Dot product: 30015.02
Normalized v1: [0.99944402 0.0333148  0.00133259]
Normalized v2: [9.99887394e-01 1.49983109e-02 4.99943697e-04]
Cosine similarity: 0.9998318081596929


In [5]:
# Block 3: Matrix Operations
import numpy as np

# Create matrices
A = np.array([[1, 2], [3, 4]])
B = np.array([[5, 6], [7, 8]])

# Matrix multiplication
C = A @ B  # Modern Python (3.5+)
# Alternative: np.matmul(A, B) or np.dot(A, B)
print(f"A @ B:\n{C}")

# Transpose
A_T = A.T
# Alternative: np.transpose(A)
print(f"A transpose:\n{A_T}")

# Identity matrix
I = np.eye(3)  # 3×3 identity
print(f"Identity matrix:\n{I}")

# Matrix inverse
try:
    A_inv = np.linalg.inv(A)
    # Verify: A @ A_inv should be identity
    print(f"A inverse:\n{A_inv}")
    print(f"A @ A_inv:\n{A @ A_inv}")  # Close to [[1,0],[0,1]]
except np.linalg.LinAlgError:
    print("Matrix is singular (not invertible)")

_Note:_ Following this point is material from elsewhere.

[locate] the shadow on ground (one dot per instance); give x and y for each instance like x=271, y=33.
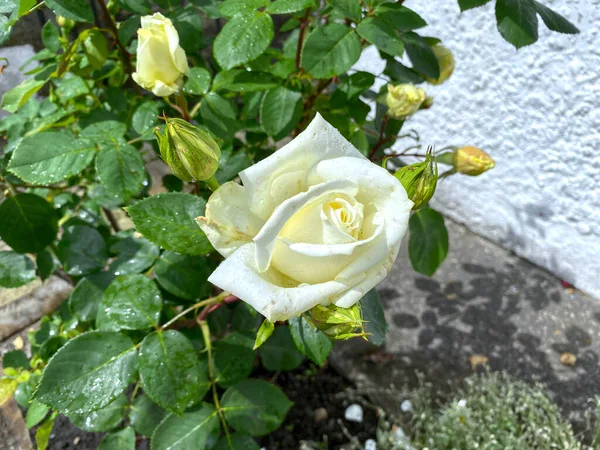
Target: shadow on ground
x=483, y=302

# Determinant (check if invertible)
det = np.linalg.det(A)
print(f"Determinant of A: {det}")
if abs(det) < 1e-10:
    print("Matrix is effectively singular")

# Element-wise operations (Hadamard product)
elementwise = A * B  # NOT matrix multiplication!
print(f"Element-wise multiply:\n{elementwise}")

# Shape information
print(f"A shape: {A.shape}")  # (2, 2)
print(f"Number of dimensions: {A.ndim}")  # 2

A @ B:
[[19 22]
 [43 50]]
A transpose:
[[1 3]
 [2 4]]
Identity matrix:
[[1. 0. 0.]
 [0. 1. 0.]
 [0. 0. 1.]]
A inverse:
[[-2.   1. ]
 [ 1.5 -0.5]]
A @ A_inv:
[[1.0000000e+00 0.0000000e+00]
 [8.8817842e-16 1.0000000e+00]]
Determinant of A: -2.0000000000000004
Element-wise multiply:
[[ 5 12]
 [21 32]]
A shape: (2, 2)
Number of dimensions: 2


In [7]:
# Block 4: Neural Network Layer Example
import numpy as np

# Neural network layer with 3 inputs, 2 outputs:
np.random.seed(42)

# Input vector: x = [x₁, x₂, x₃]  (3×1)
x = np.array([1.0, 2.0, 3.0])

# Weight matrix: W (2×3)
W = np.array([[0.5, 0.3, 0.2],
              [0.1, 0.4, 0.6]])

# Bias vector: b = [b₁, b₂]  (2×1)
b = np.array([0.1, 0.2])

# Forward pass: y = Wx + b
y = W @ x + b

print(f"Input x: {x}")
print(f"Weight matrix W:\n{W}")
print(f"Bias b: {b}")
print(f"Output y: {y}")

# Expected output: [1.8, 2.9]
# y₁ = 0.5×1.0 + 0.3×2.0 + 0.2×3.0 + 0.1 = 1.8
# y₂ = 0.1×1.0 + 0.4×2.0 + 0.6×3.0 + 0.2 = 2.9

# Security attack: Adversary wants to maximize y₁. They can perturb x 
# in direction of first row of W: perturbation = ε[0.5, 0.3, 0.2]
epsilon = 0.1
perturbation = epsilon * W[0]  # Direction of first row
x_adversarial = x + perturbation
y_adversarial = W @ x_adversarial + b

print(f"\nAdversarial perturbation: {perturbation}")
print(f"Adversarial input: {x_adversarial}")
print(f"Adversarial output: {y_adversarial}")
print(f"y₁ increased by: {y_adversarial[0] - y[0]}")

Input x: [1. 2. 3.]
Weight matrix W:
[[0.5 0.3 0.2]
 [0.1 0.4 0.6]]
Bias b: [0.1 0.2]
Output y: [1.8 2.9]

Adversarial perturbation: [0.05 0.03 0.02]
Adversarial input: [1.05 2.03 3.02]
Adversarial output: [1.838 2.929]
y₁ increased by: 0.03799999999999981


In [8]:
# Block 5: Dot Product Deep Dive
import numpy as np

# Vectors
u = np.array([1, 2, 3])
v = np.array([4, 5, 6])

# Dot product (multiple ways)
dot1 = np.dot(u, v)
dot2 = u @ v
dot3 = np.sum(u * v)  # Manual: elementwise multiply then sum

print(f"Dot product (np.dot): {dot1}")
print(f"Dot product (@): {dot2}")
print(f"Dot product (manual): {dot3}")

# Verify geometric interpretation: u·v = ||u|| ||v|| cos(θ)
magnitude_u = np.linalg.norm(u)
magnitude_v = np.linalg.norm(v)
cos_theta = dot1 / (magnitude_u * magnitude_v)
theta_radians = np.arccos(cos_theta)
theta_degrees = np.degrees(theta_radians)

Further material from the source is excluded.